Sports | New Rules Should Quicken Pace of MLB Games
As spring training gets underway fans will notice something different when they head to the ballpark this season – they’ll be heading home sooner. At least that’s what Major League Baseball hopes.
This year the league has adopted several new rules in an attempt to speed up a baseball game that averaged a record length last year at just over three hours. The rules aren’t drastic and shouldn’t affect the overall game experience for the players or the fans.
Growing up I loved Nomar Garciaparra – he was my favorite player. But after every pitch he would step out of the batters box and readjust his batting gloves – every single pitch. His at bats would last forever and might consist of just a few pitches. Well the MLB has stepped in and will now require one foot in the batters box at all time.
I hope this will help speed up the game, but it’s really going to be up to the umpire to enforce this new rule. The league will be able to fine players $500 for those that don’t comply with the new rules, however, $500 isn’t a huge threat to players that make millions every year.
Perhaps the biggest change will be the strict time in between innings. For local broadcasts teams will have two minutes and 25 seconds from the time the commercial break starts to when the first pitch is thrown, that time goes up 20 seconds for a national telecast. There will be timers both by the scoreboard and another near home plate to help make sure players are moving briskly and the game gets underway. Pitchers who don’t complete their warm-up pitches in the allotted time will be out of luck, the umpires are going to start the game.
The idea of a pitch clock was not approved for the major leagues, however, the minor leagues will experiment with such a clock and if it’s successful you know the MLB will adopt that in all of its stadiums starting in 2016.
One huge change will be how managers request a replay. Still a relatively new rule, replay has improved the game dramatically, however, managers have been able to stroll out of the dugout, take their time and then request a replay – not anymore. All replays must be request by the manager from the dugout. They won’t have a lot of time to think about it either. They must alert the umpire or the game will move on.
While I’m a big fan of instant replay (see my earlier post), the managers were able to take all the time in the world to request one. This will be a huge rule change that can take a game from three hours to a much more reasonable time.
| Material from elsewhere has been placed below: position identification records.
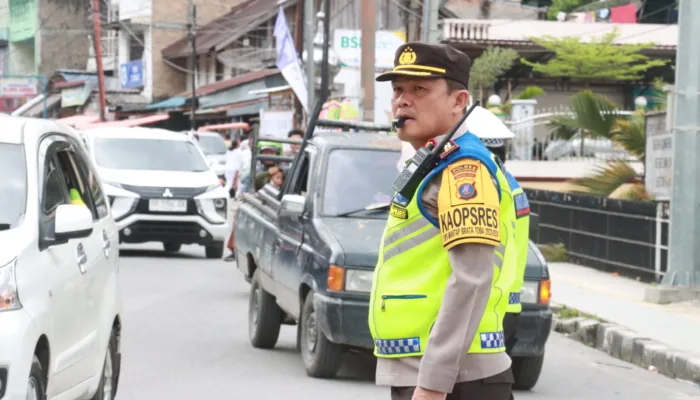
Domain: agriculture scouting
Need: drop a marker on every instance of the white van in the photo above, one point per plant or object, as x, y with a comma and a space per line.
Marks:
60, 318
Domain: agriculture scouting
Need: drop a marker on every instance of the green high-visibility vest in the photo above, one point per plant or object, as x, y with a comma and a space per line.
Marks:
413, 269
522, 234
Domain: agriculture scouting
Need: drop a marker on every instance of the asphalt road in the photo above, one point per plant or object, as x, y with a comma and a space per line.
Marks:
185, 337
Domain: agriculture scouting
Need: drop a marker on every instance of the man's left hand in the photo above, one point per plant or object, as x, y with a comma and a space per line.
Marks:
425, 394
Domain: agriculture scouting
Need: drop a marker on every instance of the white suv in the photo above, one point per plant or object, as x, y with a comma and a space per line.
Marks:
161, 188
59, 293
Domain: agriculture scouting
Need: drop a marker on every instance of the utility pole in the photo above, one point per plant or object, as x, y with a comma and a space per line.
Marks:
98, 58
367, 64
309, 28
684, 252
428, 30
299, 45
195, 74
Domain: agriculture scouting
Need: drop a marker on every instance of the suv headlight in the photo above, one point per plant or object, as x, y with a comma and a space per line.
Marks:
213, 204
349, 279
9, 299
Nothing beats a day at the ballpark, however, when you’re sitting there for over three hours and primarily watching players standing around the game loses its mystique. In 1981 a game averaged just two and a half hours. While these new rules probably won’t cut off 30 minutes from the game time, it should shorten game times close to what they once were.
I’ll be at Opening Day this year and I’ll be really curious to see how the new rules work out. Just make sure you get your beer when you can, the 7th inning should roll around quicker than usual.